Note that the call clientsExecutionContext.execute will create a thread from that execution context, setting free the thread that was evaluating the F for-comprehension. If the thread pool used by the execution context can create new threads if no free ones are available, then we will be able to attend as many clients as needed. This is similar to the solution we used previously when we asked to run the blocking readLine call in a different execution context. The final result will be identical to our previous server version. To attend client connections, if no thread is available in the pool, new threads will be created from that pool.

Echo server code, async version

A full version of our echo server using this async approach is available here.

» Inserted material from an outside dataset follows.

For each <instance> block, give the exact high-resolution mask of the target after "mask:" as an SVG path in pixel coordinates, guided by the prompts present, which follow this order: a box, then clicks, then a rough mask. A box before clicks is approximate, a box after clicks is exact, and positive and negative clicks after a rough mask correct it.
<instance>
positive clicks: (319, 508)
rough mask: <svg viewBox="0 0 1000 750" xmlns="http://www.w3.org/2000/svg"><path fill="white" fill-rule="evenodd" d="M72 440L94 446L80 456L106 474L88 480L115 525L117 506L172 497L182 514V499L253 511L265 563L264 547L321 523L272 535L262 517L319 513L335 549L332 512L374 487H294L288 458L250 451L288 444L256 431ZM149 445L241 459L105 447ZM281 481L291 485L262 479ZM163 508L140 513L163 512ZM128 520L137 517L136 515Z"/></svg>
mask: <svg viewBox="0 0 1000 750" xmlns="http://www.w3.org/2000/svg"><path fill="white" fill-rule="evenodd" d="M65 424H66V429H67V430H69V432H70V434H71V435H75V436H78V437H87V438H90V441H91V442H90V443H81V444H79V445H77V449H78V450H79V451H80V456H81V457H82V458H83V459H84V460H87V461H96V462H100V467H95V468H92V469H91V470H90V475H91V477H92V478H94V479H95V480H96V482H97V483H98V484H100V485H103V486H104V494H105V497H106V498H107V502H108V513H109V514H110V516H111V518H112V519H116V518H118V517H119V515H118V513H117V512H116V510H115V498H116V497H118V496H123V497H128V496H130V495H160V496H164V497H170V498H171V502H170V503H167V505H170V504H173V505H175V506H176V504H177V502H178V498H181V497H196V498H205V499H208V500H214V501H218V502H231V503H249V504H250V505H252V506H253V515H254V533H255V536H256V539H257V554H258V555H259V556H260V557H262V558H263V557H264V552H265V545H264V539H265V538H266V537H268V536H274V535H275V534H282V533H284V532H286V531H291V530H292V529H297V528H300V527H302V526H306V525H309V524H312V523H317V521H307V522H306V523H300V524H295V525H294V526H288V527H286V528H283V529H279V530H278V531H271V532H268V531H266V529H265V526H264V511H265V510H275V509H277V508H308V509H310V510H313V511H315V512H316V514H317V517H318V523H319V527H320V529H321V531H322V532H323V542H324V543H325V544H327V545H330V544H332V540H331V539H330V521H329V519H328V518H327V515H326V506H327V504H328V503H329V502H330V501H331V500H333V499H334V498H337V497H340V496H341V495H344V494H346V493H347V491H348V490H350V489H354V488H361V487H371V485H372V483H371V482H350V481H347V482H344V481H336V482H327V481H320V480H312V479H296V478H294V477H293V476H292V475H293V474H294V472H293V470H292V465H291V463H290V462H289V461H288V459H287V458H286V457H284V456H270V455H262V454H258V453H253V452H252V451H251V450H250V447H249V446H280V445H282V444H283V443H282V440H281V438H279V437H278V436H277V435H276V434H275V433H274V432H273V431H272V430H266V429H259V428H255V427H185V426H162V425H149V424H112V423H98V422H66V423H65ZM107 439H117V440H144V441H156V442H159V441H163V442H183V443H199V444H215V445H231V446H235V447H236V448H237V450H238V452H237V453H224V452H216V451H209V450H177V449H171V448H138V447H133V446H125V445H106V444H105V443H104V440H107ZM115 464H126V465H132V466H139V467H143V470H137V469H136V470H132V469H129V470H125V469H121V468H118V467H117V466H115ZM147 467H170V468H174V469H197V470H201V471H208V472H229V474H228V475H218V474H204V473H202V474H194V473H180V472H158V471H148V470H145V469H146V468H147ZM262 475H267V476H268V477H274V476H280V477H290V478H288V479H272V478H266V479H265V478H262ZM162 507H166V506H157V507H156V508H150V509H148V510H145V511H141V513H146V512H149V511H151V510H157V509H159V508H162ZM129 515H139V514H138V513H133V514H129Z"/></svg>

When is async useful then?

The Async type class is useful specially when the task to run by the F can be terminated by any thread. For example, calls to remote services are often modeled with Futures so they do not block the calling thread. When defining our F, should we block on the Future waiting for the result? No! We can wrap the call in an async call like:

import cats.effect._
import scala.concurrent.ExecutionContext.Implicits.global
import scala.concurrent.Future
import scala.util._

trait Service { def getResult(): Future[String] }
def service: Service = ???

def processServiceResult[F[_]: Async] = Async[F].async{ (cb: Either[Throwable, String] => Unit) => 
  service.getResult().onComplete {
    case Success(s) => cb(Right(s))
    case Failure(e) => cb(Left(e))
  }
}

So, let’s say our new goal is to create an echo server that does not require a thread per connected socket to wait on the blocking read() method. If we use a network library that avoids blocking operations, we could then combine that with async to create such non-blocking server. And Java NIO can be helpful here. While Java NIO does have some blocking method (Selector’s select()), it allows to build servers that do not require a thread per connected client: select() will return those ‘channels’ (such as SocketChannel) that have data available to read from, then processing of the incoming data can be split among threads of a size-bounded pool. This way, a thread-per-client approach is not needed. Java NIO2 or netty could also be applicable to this scenario. We leave as a final exercise to implement again our echo server but this time using an async lib.

Conclusion

With all this we have covered a good deal of what cats-effect has to offer (but not all!). Now you are ready to use to create code that operate side effects in a purely functional manner. Enjoy the ride!